The Fannie Mae eligibility is the critical detail. It means these loans can be securitized and sold alongside conventional mortgages, giving lenders confidence to offer them at competitive rates. Without that secondary market access, crypto-backed mortgages would carry higher costs and remain a niche product.

How the No-Liquidation Claim Works

Traditional crypto-backed loans from platforms like Aave or centralized lenders carry automatic liquidation triggers. If BTC drops below a loan-to-value threshold, the collateral is sold to cover the debt, often at the worst possible time for the borrower.

This product’s headline claim is the elimination of that liquidation risk. The structure differs from DeFi lending because it operates within the regulated mortgage framework. The Fannie Mae backing suggests built-in buffers or LTV caps that absorb price volatility without forcing collateral sales, though full mechanical details of how sharp BTC drawdowns are handled have not been publicly disclosed.

For long-term Bitcoin holders who have resisted selling through multiple cycles, this creates a path to real-world utility from their holdings without triggering a taxable event. The tax advantage alone could be significant for holders sitting on large unrealized gains.

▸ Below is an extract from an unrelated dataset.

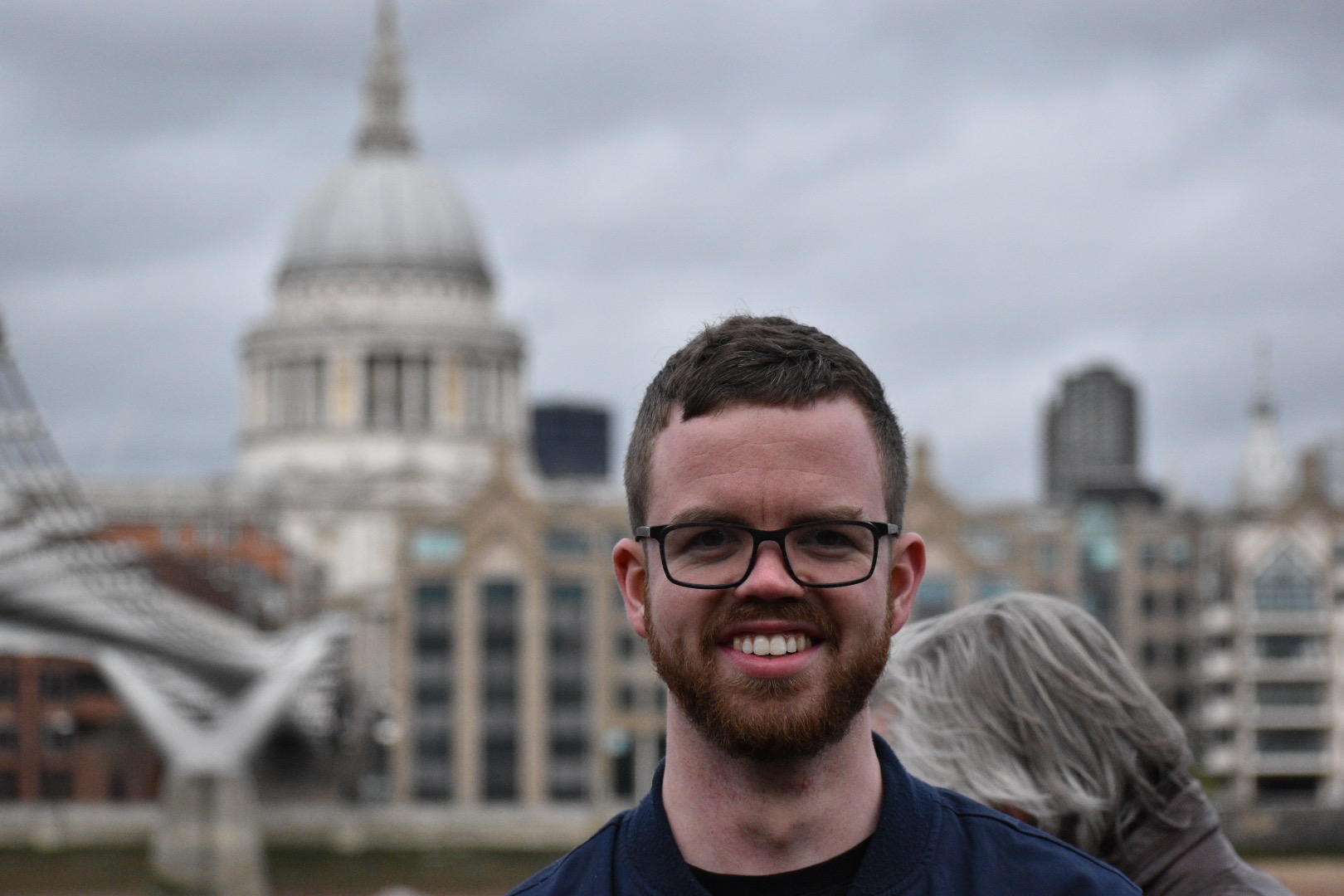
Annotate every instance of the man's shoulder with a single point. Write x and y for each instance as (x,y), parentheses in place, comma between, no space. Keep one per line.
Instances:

Why This Matters for BTC Holders Now

The product arrives as Bitcoin continues to attract institutional infrastructure. The broader trend of BTC being treated as a balance-sheet asset by sovereign entities and corporations has accelerated demand for collateral-based financial products that keep holders long.

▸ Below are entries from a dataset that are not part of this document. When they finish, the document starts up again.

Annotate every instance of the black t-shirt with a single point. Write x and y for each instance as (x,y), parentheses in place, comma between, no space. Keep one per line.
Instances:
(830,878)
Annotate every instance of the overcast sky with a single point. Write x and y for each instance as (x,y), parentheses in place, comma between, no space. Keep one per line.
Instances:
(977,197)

Coinbase’s involvement signals that major crypto exchanges are moving beyond trading into structured finance. The partnership with Fannie Mae bridges the gap between crypto custody and the traditional mortgage pipeline, a connection that did not exist at this scale before.

Key details still to watch: specific LTV ratios, whether the BTC earns any yield while locked as collateral, and how the product handles margin requirements during periods of extreme volatility. Early adoption numbers and broader market reaction in the coming weeks will determine whether this becomes a template for other crypto-collateral mortgage products.

Disclaimer: This article is for informational purposes only and does not constitute financial or investment advice. Cryptocurrency and digital asset markets carry significant risk. Always do your own research before making decisions.